The ordinance would effectively shut down the city's pinball arcades and restrict most restaurants and stores to one pinball machine.

"1001 Plays [a pinball arcade on Mass. Ave. between Harvard and Central Squares] would have to be relocated in Fenway Park to meet the footage requirement," Barry Rosenthal, an attorney for several Cambridge arcades, said yesterday.

Rosenthal promised a court fight in the issue. "You can expect 200 suits," one from each of the pinball operators in the city," he warned the council. Ralph Hoagland, owner of 1001 Plays, said later he would go to court to get the square footage provision struck down.

The council passed the ordinance, which also calls for attendants at sites with pinball machines and restricts the hours school children may use the machines, on a 7-1 vote. "If I had my way, I'd ban the damn things altogether--they serve no useful purpose," Cambridge Mayor Thomas W. Danehy told the council, councilors described pinball arcades as "public nuisances" and said that school children were skipping school to play pinball.
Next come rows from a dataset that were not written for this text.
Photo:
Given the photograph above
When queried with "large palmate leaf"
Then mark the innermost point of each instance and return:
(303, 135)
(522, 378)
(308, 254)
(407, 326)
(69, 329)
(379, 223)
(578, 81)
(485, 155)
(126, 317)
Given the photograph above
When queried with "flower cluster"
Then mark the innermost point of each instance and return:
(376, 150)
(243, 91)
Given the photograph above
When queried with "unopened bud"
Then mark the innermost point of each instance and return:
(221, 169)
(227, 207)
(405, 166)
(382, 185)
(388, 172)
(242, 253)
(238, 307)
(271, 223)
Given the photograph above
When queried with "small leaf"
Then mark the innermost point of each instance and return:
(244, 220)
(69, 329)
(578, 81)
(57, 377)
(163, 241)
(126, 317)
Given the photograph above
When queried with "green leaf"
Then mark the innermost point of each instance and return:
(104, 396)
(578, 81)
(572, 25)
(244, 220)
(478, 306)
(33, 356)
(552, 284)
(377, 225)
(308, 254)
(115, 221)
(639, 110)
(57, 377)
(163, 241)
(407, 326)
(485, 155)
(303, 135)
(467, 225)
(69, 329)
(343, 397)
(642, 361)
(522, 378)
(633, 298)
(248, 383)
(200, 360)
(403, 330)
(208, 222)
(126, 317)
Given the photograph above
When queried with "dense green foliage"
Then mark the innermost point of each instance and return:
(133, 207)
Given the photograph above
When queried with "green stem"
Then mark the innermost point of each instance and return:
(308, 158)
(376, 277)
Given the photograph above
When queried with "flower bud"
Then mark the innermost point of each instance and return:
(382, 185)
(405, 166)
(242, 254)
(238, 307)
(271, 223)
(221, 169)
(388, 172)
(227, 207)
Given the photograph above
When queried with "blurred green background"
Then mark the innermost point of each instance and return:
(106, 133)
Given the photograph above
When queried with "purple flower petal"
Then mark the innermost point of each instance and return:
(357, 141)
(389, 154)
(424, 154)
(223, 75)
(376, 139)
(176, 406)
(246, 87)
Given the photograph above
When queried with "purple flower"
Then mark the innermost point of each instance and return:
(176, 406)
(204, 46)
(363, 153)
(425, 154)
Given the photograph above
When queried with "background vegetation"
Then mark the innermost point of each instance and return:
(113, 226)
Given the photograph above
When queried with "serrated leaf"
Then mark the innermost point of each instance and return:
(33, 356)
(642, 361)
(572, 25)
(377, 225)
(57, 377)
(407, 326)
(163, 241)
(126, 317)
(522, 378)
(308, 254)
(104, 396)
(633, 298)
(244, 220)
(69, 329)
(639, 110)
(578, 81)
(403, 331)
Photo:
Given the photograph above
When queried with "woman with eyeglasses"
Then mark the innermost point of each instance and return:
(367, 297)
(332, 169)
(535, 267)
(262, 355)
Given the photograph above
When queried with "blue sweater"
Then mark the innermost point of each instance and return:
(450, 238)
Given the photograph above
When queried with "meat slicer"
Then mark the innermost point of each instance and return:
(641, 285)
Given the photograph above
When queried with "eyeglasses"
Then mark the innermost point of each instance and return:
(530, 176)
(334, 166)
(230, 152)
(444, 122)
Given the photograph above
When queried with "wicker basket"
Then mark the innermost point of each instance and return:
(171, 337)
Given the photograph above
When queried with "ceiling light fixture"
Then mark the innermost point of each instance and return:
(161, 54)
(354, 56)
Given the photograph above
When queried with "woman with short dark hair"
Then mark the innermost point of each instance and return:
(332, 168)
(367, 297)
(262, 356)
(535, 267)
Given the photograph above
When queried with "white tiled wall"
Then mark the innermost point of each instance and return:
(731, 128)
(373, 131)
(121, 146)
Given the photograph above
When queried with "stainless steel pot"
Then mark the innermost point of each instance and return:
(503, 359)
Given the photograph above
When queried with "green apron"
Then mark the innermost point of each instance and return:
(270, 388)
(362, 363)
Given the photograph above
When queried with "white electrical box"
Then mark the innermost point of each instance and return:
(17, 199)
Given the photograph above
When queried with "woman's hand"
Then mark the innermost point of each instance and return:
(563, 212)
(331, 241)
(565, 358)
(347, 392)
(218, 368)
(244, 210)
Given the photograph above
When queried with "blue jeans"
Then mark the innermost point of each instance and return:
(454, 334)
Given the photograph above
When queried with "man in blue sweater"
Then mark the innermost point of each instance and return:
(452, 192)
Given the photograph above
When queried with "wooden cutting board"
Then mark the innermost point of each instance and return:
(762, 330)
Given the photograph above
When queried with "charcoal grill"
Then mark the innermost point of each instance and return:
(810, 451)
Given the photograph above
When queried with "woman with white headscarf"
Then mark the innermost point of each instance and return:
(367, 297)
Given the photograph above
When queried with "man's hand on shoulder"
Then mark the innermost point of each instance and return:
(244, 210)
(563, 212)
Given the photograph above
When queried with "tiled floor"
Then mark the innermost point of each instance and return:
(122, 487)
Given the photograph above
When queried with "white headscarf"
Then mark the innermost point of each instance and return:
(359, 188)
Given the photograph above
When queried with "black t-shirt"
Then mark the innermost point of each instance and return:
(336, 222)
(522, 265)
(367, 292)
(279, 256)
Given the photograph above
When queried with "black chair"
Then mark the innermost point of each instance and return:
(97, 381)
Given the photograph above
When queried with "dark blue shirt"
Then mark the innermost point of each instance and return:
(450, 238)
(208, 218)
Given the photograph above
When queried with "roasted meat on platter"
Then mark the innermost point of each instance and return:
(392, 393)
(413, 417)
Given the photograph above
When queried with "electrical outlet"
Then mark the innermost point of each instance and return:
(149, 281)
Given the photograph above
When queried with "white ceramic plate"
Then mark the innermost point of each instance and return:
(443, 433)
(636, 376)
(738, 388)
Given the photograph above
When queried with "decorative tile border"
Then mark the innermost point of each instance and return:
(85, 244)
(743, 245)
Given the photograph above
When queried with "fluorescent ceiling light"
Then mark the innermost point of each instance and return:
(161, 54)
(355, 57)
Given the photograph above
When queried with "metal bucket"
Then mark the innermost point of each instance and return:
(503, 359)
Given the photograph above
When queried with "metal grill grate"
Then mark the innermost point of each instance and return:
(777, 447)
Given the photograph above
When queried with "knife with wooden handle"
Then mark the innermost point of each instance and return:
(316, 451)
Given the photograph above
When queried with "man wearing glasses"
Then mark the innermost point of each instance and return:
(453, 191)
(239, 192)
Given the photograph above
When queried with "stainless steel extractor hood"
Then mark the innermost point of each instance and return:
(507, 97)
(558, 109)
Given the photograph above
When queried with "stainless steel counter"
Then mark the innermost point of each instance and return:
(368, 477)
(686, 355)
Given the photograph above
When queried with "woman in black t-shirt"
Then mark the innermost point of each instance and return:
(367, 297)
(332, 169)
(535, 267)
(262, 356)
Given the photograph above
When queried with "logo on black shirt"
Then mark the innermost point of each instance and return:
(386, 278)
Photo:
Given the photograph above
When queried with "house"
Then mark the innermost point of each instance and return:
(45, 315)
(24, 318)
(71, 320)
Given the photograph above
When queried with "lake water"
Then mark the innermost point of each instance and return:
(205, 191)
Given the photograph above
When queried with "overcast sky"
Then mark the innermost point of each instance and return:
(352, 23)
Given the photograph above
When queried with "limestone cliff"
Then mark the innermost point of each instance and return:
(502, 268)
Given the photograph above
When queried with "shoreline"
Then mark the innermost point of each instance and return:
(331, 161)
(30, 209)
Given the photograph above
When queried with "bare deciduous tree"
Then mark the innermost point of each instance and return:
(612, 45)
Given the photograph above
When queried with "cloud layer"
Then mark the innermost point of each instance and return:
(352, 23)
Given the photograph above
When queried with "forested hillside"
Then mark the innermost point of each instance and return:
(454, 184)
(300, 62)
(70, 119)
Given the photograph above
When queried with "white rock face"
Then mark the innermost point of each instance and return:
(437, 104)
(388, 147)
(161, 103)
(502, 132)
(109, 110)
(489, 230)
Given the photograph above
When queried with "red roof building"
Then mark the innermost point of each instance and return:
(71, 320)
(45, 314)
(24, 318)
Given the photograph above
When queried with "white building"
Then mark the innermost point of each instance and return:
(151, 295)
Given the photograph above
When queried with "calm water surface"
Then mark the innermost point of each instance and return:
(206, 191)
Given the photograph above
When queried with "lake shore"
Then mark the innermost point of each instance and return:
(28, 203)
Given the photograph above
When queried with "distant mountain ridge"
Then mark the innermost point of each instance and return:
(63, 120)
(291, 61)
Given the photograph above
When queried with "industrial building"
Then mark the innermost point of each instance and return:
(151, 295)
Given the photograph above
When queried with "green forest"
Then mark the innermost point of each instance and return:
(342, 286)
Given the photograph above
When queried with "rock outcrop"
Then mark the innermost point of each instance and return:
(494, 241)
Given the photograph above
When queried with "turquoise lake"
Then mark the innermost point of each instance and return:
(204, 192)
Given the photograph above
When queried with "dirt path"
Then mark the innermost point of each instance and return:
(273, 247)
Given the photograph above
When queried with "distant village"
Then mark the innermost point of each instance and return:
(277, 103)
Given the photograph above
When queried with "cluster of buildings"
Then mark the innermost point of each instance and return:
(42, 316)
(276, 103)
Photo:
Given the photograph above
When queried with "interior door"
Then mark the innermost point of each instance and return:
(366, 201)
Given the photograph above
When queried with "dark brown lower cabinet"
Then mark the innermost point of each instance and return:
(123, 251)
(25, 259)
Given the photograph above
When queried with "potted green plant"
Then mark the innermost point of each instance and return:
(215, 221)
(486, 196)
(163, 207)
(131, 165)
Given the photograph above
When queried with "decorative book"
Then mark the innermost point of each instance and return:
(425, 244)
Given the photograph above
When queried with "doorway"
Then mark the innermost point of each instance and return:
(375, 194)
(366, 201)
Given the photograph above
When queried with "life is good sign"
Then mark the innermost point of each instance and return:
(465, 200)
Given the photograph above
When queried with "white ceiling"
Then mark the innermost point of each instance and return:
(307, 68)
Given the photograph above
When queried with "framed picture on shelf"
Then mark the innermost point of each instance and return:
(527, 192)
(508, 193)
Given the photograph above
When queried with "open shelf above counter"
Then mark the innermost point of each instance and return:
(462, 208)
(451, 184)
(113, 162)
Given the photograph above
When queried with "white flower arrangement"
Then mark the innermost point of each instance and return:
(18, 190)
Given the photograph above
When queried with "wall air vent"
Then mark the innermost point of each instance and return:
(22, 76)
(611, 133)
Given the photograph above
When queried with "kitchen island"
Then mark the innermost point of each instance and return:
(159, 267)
Rosenthal said the pinball industry could "live with the regulations if it weren't for the 500 foot restriction," which he termed unconstitutional. "There is no health or safety reason that you need 500 square feet for a pinball machine which is 15 square feet," he said.

He added that the footage requirements would also keep small store owners from operating more than one machine. "Tommy's Lunch, which has had pinball machine permits for 21 years, would be restricted to one machine under the new regulations," he said.

The new regulations may affect pinball machines in some of the University's Houses. University officials were unavailable for comment last week, however.

Russell Higley, a city lawyer who drafted the legislation, said the square footage restriction had "a good chance of being upheld in court. We knew it would be challenged, and we drafted it with an eye to that," Higley added.

Higley said that even if the footage restriction is struck down, a severability clause in the legislation would permit enforcement of other sections of the ordinance, which would ban licenses for pinball machines that would "increase the incidence of illegal or disruptive conduct in the area."

"Any judge in the Commonwealth will grant a restraining order" against enforcing the entire ordinance solely because of the footage provisions, Rosenthal said.

The council defeated two attempts to delete the footage requirement from the legislation, and one introduced by councilor Kevin Crane '72 to change the footage requirement to 250 feet. "That would have meant we needed Boston Garden instead of Fenway Park," Rosenthal said.

Councilor Lawrence Frisoli, who voted in favor of deleting the footage requirements told the council that it was "wasting the city's resources by buying a suit.